The second one was 248 gold coins, 2 gold rings, and a pair of golden earrings all found in one jug. If you’ve read my previous coin posts, then you know how much I love coins. There was no information about them, so I had to ask a guy who worked there. He told me that they were Byzantine and that they were found on the shore of the island. I have a Byzantine coin that dad got me in Cappadocia along with some Greek and Roman ones. We’re still debating if they’re fake or real, but they aren’t gold. The last thing about the coins is that they were all different, sort of like the terracota warriors. They all had soldiers on one side with different faces and beards, and on the other side there was a cross.
I got real excited at the thought of finding something like that and how much fun it would be to take them home, and what a great addition to my coin collection it would be. But then mom shot it right out of the sky. She told me that if I didn’t find it on my property, then I couldn’t keep it. After we left the museum, I was on a mission to get euro coins. There’s a 2 euro, 1 euro, 50 cents, 20 cents, 10 cents, 5 cents, 2 cents, and a 1 cent. To my surprise all the countries that use the euro have different coins. They’re the same size but have different designs! I always thought that all the euro coins were the same, and that they replaced all the coins I could have collected if there was no euro. But I guess it’s not that bad if each country can have their own set. Another surprise is that all the euro coins can be used in any country in the EU. So when we were in Greece, I got some Netherlands euro coins and French ones as well. A really funny thing though is that after 6 hours in Greece, I had more euro coins than I had Turkish coins. So now I’m finding and buying bunches of old Turkish coins since Turkey has had so many different kinds of coins over the past 60 years. Well, gotta go find some more!
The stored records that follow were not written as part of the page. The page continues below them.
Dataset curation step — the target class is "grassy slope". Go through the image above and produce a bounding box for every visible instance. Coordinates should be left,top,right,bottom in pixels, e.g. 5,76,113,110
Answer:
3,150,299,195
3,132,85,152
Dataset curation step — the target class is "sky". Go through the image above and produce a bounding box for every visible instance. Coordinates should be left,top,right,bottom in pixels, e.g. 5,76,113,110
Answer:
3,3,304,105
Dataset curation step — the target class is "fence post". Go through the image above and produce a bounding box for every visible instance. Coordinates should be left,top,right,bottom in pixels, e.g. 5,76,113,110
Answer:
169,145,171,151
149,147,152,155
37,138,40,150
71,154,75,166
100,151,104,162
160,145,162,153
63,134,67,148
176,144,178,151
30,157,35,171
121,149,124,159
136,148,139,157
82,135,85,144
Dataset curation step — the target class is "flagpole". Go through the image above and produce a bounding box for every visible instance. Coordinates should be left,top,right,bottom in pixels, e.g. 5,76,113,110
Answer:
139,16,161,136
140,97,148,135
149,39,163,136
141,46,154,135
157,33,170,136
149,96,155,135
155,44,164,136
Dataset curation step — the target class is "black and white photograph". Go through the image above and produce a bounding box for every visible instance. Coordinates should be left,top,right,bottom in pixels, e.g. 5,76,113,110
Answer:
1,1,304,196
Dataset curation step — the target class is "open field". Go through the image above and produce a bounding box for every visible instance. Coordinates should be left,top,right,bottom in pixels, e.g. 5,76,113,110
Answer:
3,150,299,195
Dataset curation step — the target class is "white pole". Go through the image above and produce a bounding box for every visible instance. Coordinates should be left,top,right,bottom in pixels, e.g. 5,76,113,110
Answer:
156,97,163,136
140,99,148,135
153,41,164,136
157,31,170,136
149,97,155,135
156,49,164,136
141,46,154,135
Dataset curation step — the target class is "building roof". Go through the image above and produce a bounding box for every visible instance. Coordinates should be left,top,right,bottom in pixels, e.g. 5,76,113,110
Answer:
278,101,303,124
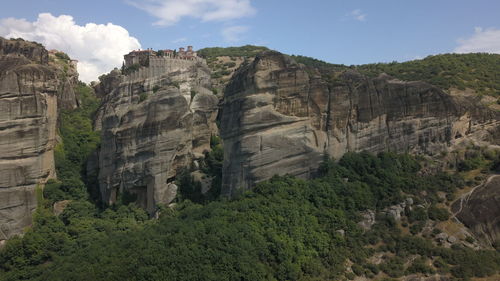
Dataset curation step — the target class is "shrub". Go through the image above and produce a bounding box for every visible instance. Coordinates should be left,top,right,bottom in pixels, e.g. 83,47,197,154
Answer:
458,156,486,171
465,236,475,244
139,92,148,103
122,63,140,75
380,257,405,278
407,257,434,274
428,205,450,221
351,264,364,276
408,207,427,223
55,52,70,60
410,221,426,234
364,263,379,274
171,81,180,89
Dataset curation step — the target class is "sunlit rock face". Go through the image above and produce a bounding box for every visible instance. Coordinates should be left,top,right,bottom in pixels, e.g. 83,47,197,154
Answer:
219,51,498,196
96,58,218,215
0,37,78,241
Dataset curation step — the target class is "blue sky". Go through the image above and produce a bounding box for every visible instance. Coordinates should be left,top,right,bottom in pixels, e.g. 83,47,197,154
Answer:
1,0,499,82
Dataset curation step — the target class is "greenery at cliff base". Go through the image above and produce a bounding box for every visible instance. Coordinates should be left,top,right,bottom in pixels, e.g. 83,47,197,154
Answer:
2,146,500,280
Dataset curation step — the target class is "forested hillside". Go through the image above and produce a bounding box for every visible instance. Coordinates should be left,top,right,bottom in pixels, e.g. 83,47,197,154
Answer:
357,53,500,97
294,52,500,98
2,145,500,280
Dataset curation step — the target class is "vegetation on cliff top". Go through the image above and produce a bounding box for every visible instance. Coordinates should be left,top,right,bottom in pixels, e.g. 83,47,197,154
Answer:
356,53,500,97
198,45,269,59
293,53,500,97
202,46,500,97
(Note from Mom: I hate to be the one to “shoot things out of the sky,” but poor Mac had Schliemann-like visions of making a grand discovery and hauling his loot home. We had to inform him of the laws regarding trespassing and the removal of ancient artifacts from their countries of origin. We may not be able to find a pot of golden treasure, but we’ll keep helping him build his coin collection by legal means.)